One of the biggest challenges, Garber said, was that her investigator had a great deal of difficulty getting officers to give them usable information, saying it was like "pulling teeth."
She says she can probably count on one hand the number of officers who agreed to be interviewed voluntarily, and even then, the information they were providing was not all that helpful.
"It was more trying to help explain the focus officer's actions and trying to get us to look at it from their point of view, which of course, we already were. However, we were seeking actual details, what was actually witnessed identifying those officers who did not display their badge numbers, or could not be identified by or would not be identified by any of the other members who were standing beside him or her," Garber said.

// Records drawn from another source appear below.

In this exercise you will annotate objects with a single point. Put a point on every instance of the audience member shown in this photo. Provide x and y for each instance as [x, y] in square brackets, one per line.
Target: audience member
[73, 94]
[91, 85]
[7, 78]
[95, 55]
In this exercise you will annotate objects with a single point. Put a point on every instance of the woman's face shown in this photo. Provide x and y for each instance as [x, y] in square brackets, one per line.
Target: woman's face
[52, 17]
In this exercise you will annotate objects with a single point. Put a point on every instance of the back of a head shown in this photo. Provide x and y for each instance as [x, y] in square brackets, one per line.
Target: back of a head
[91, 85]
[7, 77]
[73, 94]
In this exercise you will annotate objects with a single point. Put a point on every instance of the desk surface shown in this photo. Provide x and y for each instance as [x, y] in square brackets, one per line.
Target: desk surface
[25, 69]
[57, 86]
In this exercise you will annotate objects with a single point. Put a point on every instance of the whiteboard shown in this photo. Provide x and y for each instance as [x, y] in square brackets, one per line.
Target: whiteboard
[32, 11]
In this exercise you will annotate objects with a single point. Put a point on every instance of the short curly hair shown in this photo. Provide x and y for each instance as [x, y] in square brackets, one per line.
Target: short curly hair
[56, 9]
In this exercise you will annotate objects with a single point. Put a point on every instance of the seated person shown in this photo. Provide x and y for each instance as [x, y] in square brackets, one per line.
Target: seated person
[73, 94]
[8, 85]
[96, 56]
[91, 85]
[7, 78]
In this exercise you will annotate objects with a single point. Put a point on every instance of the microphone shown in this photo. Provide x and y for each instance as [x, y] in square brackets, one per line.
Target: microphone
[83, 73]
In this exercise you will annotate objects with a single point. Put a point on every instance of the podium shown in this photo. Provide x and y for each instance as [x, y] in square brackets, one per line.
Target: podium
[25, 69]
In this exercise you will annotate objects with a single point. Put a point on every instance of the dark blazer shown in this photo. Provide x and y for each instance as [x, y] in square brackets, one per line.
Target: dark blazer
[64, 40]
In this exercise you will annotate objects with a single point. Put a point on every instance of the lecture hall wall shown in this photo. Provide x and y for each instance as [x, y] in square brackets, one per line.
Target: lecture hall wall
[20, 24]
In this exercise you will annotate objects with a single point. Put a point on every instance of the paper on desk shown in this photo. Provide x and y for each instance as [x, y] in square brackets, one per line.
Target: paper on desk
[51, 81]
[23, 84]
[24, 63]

Last week, a judge found Columbus police Sgt. Holly Kanode not guilty of charges stemming from the 2020 protests. Then on Tuesday, prosecutors dismissed the charges against Columbus police officer Traci Shaw, who was set to go to trial this week.
Officer Shaw was accused of pepper spraying a group of women who had been at the protests on May 30, 2020, and were, by all accounts, simply trying to make it home. Prosecutors dropped the charges after one of the alleged victims in the case withdrew their complaint. Garber said the woman wanted the trial to move forward, but the not-guilty verdict in the Kanode case had exacerbated the victim's distrust of the system.
"She followed that case. She heard the court's rationale for his verdict. And the message to her was that everyone gets a pass, you know, simply because one officer wanted to describe the entire week of protests as 'one big riot,'" Garber said.
Garber said her resignation did not have anything to do with the Kanode acquittal or the resolution in the Shaw case, but she also said regardless of the outcomes of these cases, she believes the truth will come to light.
"We've all seen the videos where hundreds of people are peacefully protesting, as well as videos were officers were using force on peaceful protesters. They can be ignored, but they're not—they're undeniable," Garber said.
Garber said the police department needs to recognize that they have the same duty to protestors as anyone else: to protect their First Amendment rights.
The trial against a third officer, Sgt. Phillip Walls, is still moving forward and is set to begin next month.
Garber said she looks forward to spending more time with her family.